わたしは今回は2箇所の美術館を巡って楽しむことにしました。まずはこちら。

人形創作家の若月まり子さんによる、妖精をテーマにした見事なビスクドールは沼沢湖の湖畔に建つ妖精美術館に展示されています。

館内の若月作品をもう1点、こちらは同じ妖精でもシェイクスピア「夏の世の夢」の妖精ロビン・グッドフェロー(妖精パック)をイメージしたものだそうです。

この美術館の展示物の中心は、英文学者で妖精学の第一人者、井村君江さんのコレクションを中心に妖精に関する絵画や資料ですが、文学としてのファンタジー(妖精物語)の世界に縁遠い私は、つい若月さんのビスクドールや、天野喜孝さん作のステンドグラスの方に目を惹かれます。

素人目に一番「天野喜孝っぽく」思えた、上から2枚めのガラス窓を拡大しておきます。実に美しい。ちなみにこの絵柄でわかるかもしれませんが作品の題材は「夏の世の夢」です。

主展示室の全景はこんな感じ。こじんまりとして落ち着いた館内です。

せっかくの収蔵展示なので、井村君江さんの入門書でも読んで勉強しておけばもう少し有難みがわかったかと、プチ後悔しました。

少し趣の違うこんな展示も。”妖精物語の時代”の文物という感じ。

妖精の世界はなかなか魅力的ですが、展示にしたがえば「妖精の国への行き方」は

白馬などの特別な乗り物に乗る
杖やリンゴの枝を使う
妖精の王の案内
妖精に誘拐される
フェアリー・リングに入る
丘が開き吸い込まれる

などの手段が必要だそうです。

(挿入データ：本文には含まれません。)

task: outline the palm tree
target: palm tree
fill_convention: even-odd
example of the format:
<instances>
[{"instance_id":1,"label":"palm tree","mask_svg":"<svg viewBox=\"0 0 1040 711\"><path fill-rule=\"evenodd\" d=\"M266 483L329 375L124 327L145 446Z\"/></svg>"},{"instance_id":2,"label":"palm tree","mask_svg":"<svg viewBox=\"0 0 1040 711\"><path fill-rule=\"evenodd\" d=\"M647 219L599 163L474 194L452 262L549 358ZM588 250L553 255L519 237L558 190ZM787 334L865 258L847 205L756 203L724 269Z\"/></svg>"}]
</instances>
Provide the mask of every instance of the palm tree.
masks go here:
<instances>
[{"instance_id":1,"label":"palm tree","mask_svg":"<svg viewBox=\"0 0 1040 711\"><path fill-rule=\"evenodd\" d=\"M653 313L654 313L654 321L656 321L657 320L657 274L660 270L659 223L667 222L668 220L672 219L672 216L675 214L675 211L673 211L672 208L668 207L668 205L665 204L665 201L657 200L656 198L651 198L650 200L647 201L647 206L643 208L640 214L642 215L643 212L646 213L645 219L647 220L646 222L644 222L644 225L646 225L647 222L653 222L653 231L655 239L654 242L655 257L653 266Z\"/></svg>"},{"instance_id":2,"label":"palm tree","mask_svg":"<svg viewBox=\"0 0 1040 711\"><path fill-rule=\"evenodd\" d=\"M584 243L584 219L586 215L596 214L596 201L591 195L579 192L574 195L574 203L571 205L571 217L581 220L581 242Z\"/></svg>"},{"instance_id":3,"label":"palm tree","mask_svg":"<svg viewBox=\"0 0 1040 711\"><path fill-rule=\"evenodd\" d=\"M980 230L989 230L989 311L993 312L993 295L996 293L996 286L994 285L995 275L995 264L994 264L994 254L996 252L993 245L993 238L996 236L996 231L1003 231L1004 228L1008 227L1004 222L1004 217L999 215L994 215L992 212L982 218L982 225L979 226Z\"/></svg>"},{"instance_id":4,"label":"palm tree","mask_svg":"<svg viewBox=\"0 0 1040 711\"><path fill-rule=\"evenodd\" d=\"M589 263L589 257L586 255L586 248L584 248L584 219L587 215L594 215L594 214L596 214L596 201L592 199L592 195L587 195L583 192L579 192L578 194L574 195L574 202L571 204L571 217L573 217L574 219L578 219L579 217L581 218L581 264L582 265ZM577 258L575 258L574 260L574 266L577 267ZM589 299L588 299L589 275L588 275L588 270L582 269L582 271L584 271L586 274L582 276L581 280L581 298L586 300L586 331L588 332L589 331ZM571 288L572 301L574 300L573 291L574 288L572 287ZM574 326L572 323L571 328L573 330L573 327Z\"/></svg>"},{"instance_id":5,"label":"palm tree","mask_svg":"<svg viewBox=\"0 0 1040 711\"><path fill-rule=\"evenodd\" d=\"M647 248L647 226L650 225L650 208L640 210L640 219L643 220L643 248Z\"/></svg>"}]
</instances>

わたしにはちょっと難易度が高いかなと思いますので、今のところ妖精美術館で我慢しておいた方がよさそうです。

完全に撮影自由、という太っ腹なレギュレーションが素敵で、入館料も安いし、静かで清潔で優雅な妖精の館です。只見川沿いから車で急坂を登る必要がありますが、鉄道撮影遊びの合間に一息入れて落ち着くには良い場所だと思います。

もう一箇所は、会津柳津駅に近い斎藤清美術館です。

斎藤清さん(1907-1997)は会津出身で世界的に活躍された版画家です。当館は収蔵作品の質がワールドクラスなだけでなく、施設デザインや展示の演出が非常に洗練されていて、久しぶりに使う形容詞ですがなんとも「ハイブラウ」です。失礼ながら地方の小さな公営美術館でここまでのことをやられているとは、と驚きました。

作品集は書店でも買えますが、たぶん当館でしか買えないポストカードも気が利いていて素敵です。おひざ元だけあって非常に多くの作品のポストカードが用意されていて「よりどり6点で1000円」はかなりお買い得だと思いましたね。

館内はカメラでの撮影ができず、せめて外観写真だけでもと思ったのですが、あいにく土砂降りの時に訪ねたので写真が1点も残せません(残念!)でした。文字面だけでの紹介で、悪しからず。

斎藤清美術館の隣に並んで道の駅 会津柳津の物販・飲食施設があり、買い物や休憩にも便利です。都会的でハイブラウな美術館と、民俗的で大衆目線の道の駅のギャップを楽しむのも、また一興です。